I miss my kids’ first friends, who by the glory of Facebook, I have had the priviledge of watching grow but to my children have become strangers. I miss my old babysitter and her little boy and wish they were here now, when I really could use them again. I miss girls’ nights with the girls that have known me forever and the new neighbors who felt like old friends as we helped ourselves to eachothers kitchen cabinet contents and wine on Friday nights. I miss shopping with my sisters once a year at outlet malls and the outdoor pool at the Y.
The thing is, I didn’t like myself much when I lived there. I spent most of my time in Maryland figuring trying to be MORE and being mostly disappointed in who I was.

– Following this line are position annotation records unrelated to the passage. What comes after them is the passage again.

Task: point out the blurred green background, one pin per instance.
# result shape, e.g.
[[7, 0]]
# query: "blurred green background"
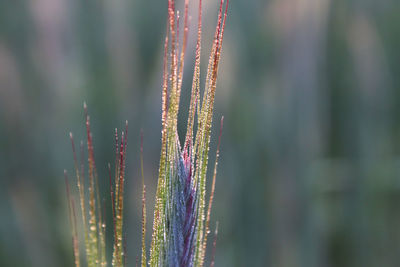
[[309, 173]]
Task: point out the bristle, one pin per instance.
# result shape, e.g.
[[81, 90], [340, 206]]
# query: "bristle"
[[214, 246], [207, 231], [144, 260], [75, 235], [72, 220]]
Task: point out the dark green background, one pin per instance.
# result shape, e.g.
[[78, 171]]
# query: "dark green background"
[[310, 89]]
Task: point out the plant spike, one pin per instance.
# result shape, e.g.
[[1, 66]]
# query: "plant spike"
[[179, 229]]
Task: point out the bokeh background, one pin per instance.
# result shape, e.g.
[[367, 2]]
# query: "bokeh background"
[[309, 173]]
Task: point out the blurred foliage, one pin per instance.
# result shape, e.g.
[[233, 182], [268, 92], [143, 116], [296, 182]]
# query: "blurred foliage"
[[309, 172]]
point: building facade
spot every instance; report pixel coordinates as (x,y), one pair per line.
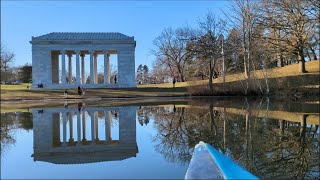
(51,51)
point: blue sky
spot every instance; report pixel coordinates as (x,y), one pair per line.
(142,19)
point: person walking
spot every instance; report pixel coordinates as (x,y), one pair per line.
(83,91)
(79,91)
(66,93)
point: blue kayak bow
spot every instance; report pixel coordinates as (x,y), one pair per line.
(209,163)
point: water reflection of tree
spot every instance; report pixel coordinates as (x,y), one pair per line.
(10,122)
(267,147)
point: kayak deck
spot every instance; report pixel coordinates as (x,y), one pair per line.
(202,166)
(209,163)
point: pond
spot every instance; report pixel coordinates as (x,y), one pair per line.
(155,140)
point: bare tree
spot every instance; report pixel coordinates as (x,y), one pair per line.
(171,50)
(244,17)
(206,49)
(297,23)
(7,58)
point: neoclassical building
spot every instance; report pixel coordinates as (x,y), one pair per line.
(51,51)
(76,136)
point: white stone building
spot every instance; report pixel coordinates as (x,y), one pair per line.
(49,53)
(75,136)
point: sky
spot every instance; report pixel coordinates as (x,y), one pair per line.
(20,20)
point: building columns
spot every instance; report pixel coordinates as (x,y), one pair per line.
(91,68)
(106,77)
(77,68)
(70,68)
(63,72)
(82,69)
(95,68)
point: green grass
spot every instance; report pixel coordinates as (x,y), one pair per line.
(287,76)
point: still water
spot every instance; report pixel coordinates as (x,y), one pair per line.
(156,141)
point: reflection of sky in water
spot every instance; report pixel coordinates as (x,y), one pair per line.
(18,162)
(239,141)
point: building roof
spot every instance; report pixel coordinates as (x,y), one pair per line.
(83,36)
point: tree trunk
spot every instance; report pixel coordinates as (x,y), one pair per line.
(313,53)
(210,76)
(308,54)
(302,66)
(280,60)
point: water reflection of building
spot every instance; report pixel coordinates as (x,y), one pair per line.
(76,146)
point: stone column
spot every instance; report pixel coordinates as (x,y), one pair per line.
(108,69)
(91,68)
(55,67)
(92,127)
(64,120)
(84,127)
(78,127)
(96,127)
(107,120)
(63,72)
(106,77)
(95,69)
(70,127)
(70,68)
(126,68)
(82,69)
(77,68)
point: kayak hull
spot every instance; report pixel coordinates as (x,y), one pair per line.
(209,163)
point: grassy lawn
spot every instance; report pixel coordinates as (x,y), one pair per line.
(293,78)
(313,68)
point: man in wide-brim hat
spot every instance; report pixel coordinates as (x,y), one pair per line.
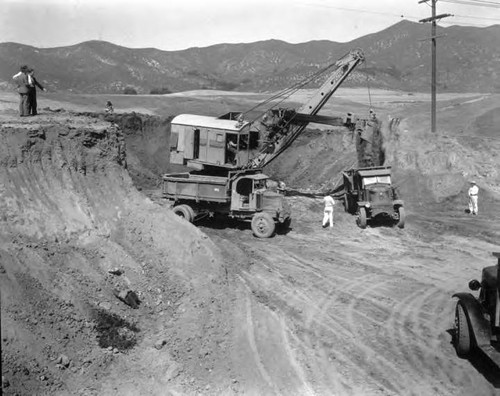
(473,192)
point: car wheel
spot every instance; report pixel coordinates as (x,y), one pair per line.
(402,217)
(263,225)
(184,211)
(286,224)
(361,218)
(462,339)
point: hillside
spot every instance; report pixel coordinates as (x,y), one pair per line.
(396,58)
(75,234)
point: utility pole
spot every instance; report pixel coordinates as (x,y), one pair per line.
(433,38)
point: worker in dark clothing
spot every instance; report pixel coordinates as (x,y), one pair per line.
(33,83)
(109,107)
(22,82)
(232,150)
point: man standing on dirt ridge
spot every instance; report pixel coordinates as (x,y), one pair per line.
(328,212)
(23,82)
(473,191)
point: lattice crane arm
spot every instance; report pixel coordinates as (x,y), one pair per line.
(283,129)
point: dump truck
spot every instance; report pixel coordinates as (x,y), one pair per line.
(369,193)
(477,319)
(245,195)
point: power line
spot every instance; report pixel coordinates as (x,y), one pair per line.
(472,3)
(469,17)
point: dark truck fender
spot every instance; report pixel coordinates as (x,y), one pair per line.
(481,332)
(398,202)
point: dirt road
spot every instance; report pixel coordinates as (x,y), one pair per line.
(347,311)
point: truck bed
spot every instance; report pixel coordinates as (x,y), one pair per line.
(187,186)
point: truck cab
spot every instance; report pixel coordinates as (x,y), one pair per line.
(244,195)
(369,193)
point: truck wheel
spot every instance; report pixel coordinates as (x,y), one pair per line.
(362,218)
(263,225)
(184,211)
(286,224)
(346,203)
(462,338)
(402,217)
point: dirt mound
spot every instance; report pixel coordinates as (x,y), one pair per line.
(75,235)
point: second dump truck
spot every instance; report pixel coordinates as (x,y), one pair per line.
(369,194)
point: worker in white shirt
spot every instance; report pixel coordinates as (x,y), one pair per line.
(328,212)
(473,191)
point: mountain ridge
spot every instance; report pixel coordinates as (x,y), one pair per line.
(397,58)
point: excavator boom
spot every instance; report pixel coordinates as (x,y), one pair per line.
(287,125)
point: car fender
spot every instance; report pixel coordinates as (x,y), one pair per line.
(479,325)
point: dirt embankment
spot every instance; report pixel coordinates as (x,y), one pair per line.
(75,234)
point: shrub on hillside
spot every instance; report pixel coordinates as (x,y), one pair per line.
(160,91)
(130,91)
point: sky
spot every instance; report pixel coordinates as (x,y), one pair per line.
(179,24)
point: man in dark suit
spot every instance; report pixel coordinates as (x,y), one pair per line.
(22,82)
(33,83)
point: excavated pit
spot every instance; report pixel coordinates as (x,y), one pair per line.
(71,216)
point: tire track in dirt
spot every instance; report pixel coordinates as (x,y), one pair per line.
(339,293)
(303,386)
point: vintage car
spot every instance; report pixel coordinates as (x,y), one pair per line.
(477,319)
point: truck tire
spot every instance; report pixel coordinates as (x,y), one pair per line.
(402,217)
(346,203)
(184,211)
(263,225)
(285,226)
(361,218)
(462,339)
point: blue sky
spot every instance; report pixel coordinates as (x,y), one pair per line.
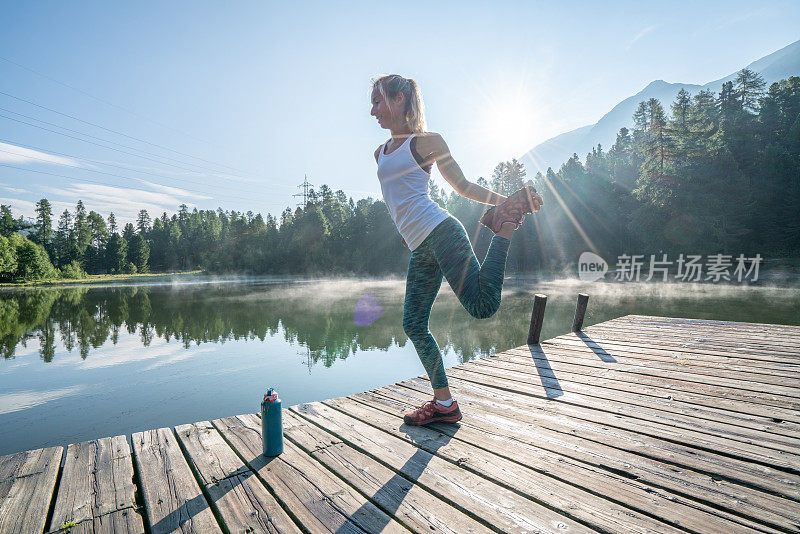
(230,104)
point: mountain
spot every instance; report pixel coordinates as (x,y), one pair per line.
(555,151)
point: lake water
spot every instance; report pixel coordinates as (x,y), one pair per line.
(88,362)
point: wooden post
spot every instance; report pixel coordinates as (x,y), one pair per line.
(537,317)
(580,311)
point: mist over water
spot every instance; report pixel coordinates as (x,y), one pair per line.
(87,362)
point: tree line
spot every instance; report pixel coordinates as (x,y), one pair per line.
(717,173)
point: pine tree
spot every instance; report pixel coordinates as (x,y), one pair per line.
(43,229)
(749,88)
(143,222)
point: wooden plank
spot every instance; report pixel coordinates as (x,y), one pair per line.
(770,328)
(96,492)
(646,407)
(500,418)
(578,349)
(776,349)
(732,380)
(756,332)
(681,321)
(689,343)
(422,457)
(395,494)
(565,484)
(605,388)
(27,481)
(238,497)
(172,498)
(601,338)
(780,346)
(318,500)
(552,415)
(669,384)
(575,407)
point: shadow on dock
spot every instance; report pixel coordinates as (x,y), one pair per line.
(390,496)
(596,348)
(550,383)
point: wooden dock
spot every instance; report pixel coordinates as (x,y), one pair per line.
(638,424)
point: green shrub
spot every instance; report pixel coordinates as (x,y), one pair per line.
(73,271)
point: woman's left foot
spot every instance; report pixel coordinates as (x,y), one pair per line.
(433,412)
(512,209)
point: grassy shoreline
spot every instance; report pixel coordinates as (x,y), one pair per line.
(100,279)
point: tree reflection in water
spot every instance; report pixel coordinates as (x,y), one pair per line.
(318,316)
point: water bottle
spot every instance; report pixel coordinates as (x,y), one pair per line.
(271,424)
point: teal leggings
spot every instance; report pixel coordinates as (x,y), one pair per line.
(447,252)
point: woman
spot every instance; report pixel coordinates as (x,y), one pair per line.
(438,242)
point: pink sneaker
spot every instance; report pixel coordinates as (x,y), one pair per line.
(432,412)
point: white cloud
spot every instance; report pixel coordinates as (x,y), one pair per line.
(640,35)
(17,154)
(125,202)
(174,190)
(20,207)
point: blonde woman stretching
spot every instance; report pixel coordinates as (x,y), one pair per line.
(438,242)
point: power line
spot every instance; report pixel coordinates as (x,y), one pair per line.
(108,141)
(112,185)
(105,101)
(306,185)
(118,133)
(48,151)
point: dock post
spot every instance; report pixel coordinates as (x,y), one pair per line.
(580,311)
(537,317)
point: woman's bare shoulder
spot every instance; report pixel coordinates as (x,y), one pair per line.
(431,143)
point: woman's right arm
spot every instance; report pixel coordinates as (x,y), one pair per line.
(451,172)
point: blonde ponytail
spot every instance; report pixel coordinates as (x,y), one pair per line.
(391,85)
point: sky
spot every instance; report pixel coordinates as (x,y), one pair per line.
(149,105)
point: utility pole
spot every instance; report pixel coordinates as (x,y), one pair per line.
(306,185)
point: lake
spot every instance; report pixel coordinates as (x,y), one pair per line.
(94,361)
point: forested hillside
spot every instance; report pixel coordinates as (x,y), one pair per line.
(708,173)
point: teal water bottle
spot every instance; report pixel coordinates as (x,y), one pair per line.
(271,424)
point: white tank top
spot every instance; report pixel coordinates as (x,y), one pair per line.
(406,191)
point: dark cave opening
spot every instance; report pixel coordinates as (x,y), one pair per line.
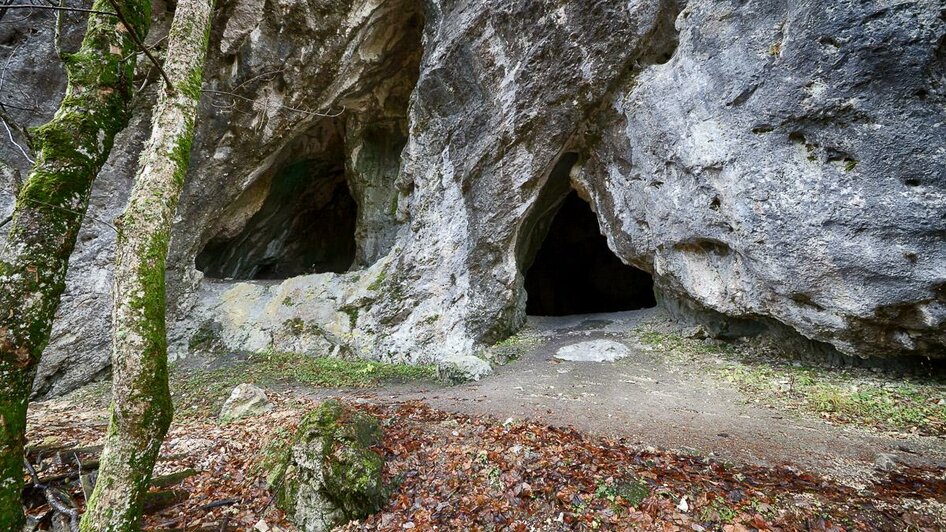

It seemed I never measured up to whatever ideal I was holding myself too, be it as a high school achiever, an respected teacher or a new mom, I was never a big fan of me.
Here? Well, it’s different. I’ve stretched and grown and really dared to do things I never had the courage to do before. Moving to a strange place and having to create a life has a way of making one a little less timid about trying new things. It’s hard to feel bad about what you’ve accomplished when everyday feels like an accomplishment.
Maybe that’s what I miss-not having to try so hard. Because for better or worse, in Maryland I knew who I was. I knew where I belonged. I knew where I fit and what was meant for me whether I liked it or not.
Here? I’m still figuring it all out, who I am, where I it and what is meant for me. Nearly every day there is something new and while it is mostly exciting and I’m grateful for it, it can be a lonely proposition, one that might leave someone a little sick from time to time.